Now, just to be clear, I like the branch of philosophy called “ethics,” I think it’s great. Formulating concepts and principles that guide us in determining what behavior helps or harms sentient creatures is absolutely critical. My only point here in citing Gen. 3 (which is also the point of the story itself, I believe) is to show what kind of condition we human beings find ourselves in. We absolutely do have a sense of right and wrong, and sometimes it can be a very big burden.
So, there it is. More and more I am trying very hard not to use the term “evil” when describing the wrongs I see. Accordingly, I especially try to refrain from calling people “evil.” It’s an all around good practice I’d say, considering the plethora of stories, experience, details and context that accompany each and every one of us.

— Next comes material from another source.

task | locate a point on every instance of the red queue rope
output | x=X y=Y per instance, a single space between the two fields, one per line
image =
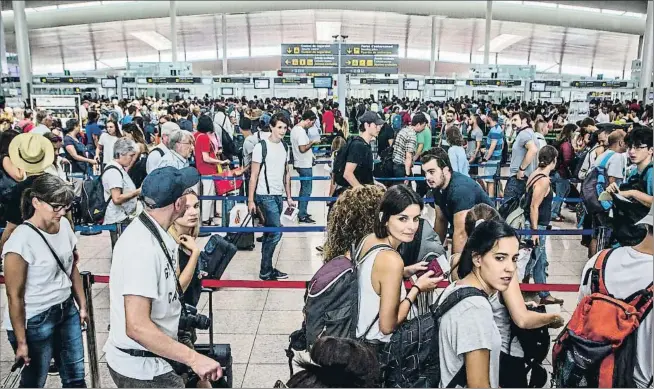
x=258 y=284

If there is one reason that would convince me to to keep this term/concept of evil in my lexicon, it would be solely for lamentation purposes. What I mean by this is that when we say something is “evil,” what we mean is that the web of existence, and all the bad things we experience in life, has become too big for us to comprehend. When life turns rotten, when all of those aspects and ingredients of evil gang up on us at once, it’s completely understandable (and actually healthy) for one to lift their fists to the sky and curse the name of God for letting evil happen. But, at the same time, we should also try to remember, what privatio boni poetically whispers to us: when the light returns (and it will), it shows us that the dark never really existed. Further, I feel–if nothing else–that it’s essential for the Agapic love which Boyd speaks about, or what Mirislov Wolf call “the willingness to embrace,” to replace our need to divide and asses using the moral category of evil.